这些人虽然没有什么文化,但心里肯定是不满的。
于是,当有人煽动时,平民百姓,市井小民便纷纷响应,实际上不知道被别人当了枪使,这才酿成了这场暴乱。
当然老奴手下的人素质太低,吃拿卡要的也是中了他们的下怀,被他们下了套,钻了空子。
不过陛下现在西苑高等学府培养出来的专业税务商务人才,一定比老奴那些子上不得台面的手下儿孙们强太多了。”
魏忠贤说到最后,还是小捧了一下崇祯皇帝的重视教育。
崇祯皇帝微微颔首,表示认同,嘴角挂着一抹讥讽的笑意。
“硕鼠啊!硕鼠!说得可不正是这些满口仁义道德、实则自私自利的伪君子吗?
他们为了谋取丝织品的暴利不择手段。
这暴利有两个方面,一是物以稀为贵,二是免税。
魏忠贤啊,朕可真是小瞧了你,你这老狐狸越来越狡猾了!
朕以后要依仗你的地方,还有很多,你可要好好给朕活着,再活个十几年。

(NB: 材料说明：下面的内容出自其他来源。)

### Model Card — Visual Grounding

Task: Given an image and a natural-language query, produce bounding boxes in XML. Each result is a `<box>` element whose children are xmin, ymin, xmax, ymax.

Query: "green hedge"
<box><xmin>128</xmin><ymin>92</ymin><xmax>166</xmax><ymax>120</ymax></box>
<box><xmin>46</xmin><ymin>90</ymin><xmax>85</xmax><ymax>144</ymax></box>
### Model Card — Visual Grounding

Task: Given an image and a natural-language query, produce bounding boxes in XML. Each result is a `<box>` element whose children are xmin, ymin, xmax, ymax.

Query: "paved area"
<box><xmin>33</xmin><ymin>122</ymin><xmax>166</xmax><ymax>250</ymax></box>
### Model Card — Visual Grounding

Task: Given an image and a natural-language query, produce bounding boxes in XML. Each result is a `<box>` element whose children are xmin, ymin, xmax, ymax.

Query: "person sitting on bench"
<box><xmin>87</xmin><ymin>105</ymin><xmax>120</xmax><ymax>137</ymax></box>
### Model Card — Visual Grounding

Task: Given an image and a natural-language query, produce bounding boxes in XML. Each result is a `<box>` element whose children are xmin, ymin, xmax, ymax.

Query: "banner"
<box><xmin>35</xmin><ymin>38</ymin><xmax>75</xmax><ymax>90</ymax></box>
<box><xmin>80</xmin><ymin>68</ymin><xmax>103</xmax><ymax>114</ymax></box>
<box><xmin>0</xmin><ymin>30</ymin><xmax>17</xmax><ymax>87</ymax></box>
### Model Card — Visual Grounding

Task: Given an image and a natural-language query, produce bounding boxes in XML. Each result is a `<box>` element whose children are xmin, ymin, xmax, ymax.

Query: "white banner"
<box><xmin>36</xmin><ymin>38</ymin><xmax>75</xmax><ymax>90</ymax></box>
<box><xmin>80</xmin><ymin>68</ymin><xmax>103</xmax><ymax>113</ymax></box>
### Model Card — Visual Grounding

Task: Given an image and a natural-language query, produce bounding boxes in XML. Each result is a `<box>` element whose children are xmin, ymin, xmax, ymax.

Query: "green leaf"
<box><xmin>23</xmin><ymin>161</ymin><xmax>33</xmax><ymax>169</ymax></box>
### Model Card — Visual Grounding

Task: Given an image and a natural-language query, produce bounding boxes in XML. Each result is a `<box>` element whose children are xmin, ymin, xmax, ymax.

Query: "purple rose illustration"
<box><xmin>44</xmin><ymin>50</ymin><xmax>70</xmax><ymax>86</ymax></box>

”
魏忠贤谦卑地弯下腰,谄媚地笑道。
“老奴多谢皇上夸赞。
龙虎山的天师给老奴算过,老奴 的命还硬着呢,活个十年以上不成问题。
皇上英明睿智,所言极是。
老奴之前重开江南商税时,曾与那些东林党及其背后的江南士绅斗智斗勇。
皇上创造的‘代言人’这个词,用来形容东林党这种虚伪至极的人,实在是再合适不过了。
这些东林党就是当地经营纺织和田产的士绅们的代言人。
老奴与东林党在江南商税问题上交锋多次,终于认清了这群人的丑恶嘴脸。
他们不只是贪婪的老鼠,更是一群既想当婊子又想立牌坊的无耻之徒。”
崇祯皇帝听得心怀大畅,一个“好”字还没有喊出口,那边已经杀出来两个程咬金。
“大胆阉宦,妄议国家正事,蛊惑圣上!”
“东林党各个都是忠臣廉臣,岂容你魏忠贤放肆诋毁。吾等耻与为伍。”
“陛下,臣等请陛下斥退此獠,免去他东厂副提督的职务,让他去中都凤阳守皇陵。”
两个程咬金也是知道分寸,知道崇祯皇帝根本不会杀魏忠贤,只好退而求其次,打发他魏忠贤先离开京城,离开大明的核心决策圈,就算了结此事。
崇祯皇帝看着跪在下面的侯恂和倪元璐,好嘛,妥妥的大忠臣,也是妥妥当当的东林党。
侯恂可以说是东林党的党魁之一,而倪元璐则是东林党的少壮派。
这两人平日里就喜欢和魏忠贤作对,但却也不敢轻易惹恼对方。
毕竟,魏忠贤可是掌握着东厂这个特务机构,手段狠辣无比。
但如今,他们见魏忠贤竟敢对东林党口出狂言,实在忍无可忍,便站了出来。
魏忠贤刚才说话确实是欠考虑,他竟然敢当着皇帝的面骂东林党是一群既当又立的婊子。
这不是相当于当着和尚的面骂秃驴嘛!
真是胆大包天,谁能忍受得了呢?
就是是可忍,孰不可忍。
当然也幸好侯恂和倪元璐两人及时出现呵斥,解救了这个尴尬的局面。
否则,如果崇祯一个好字喊出口,那场面就真的无法收拾了。
\"侯爱卿,倪爱卿。
你们二位都是朕的忠臣啊,自然跟那些南方的婊子们完全不同。”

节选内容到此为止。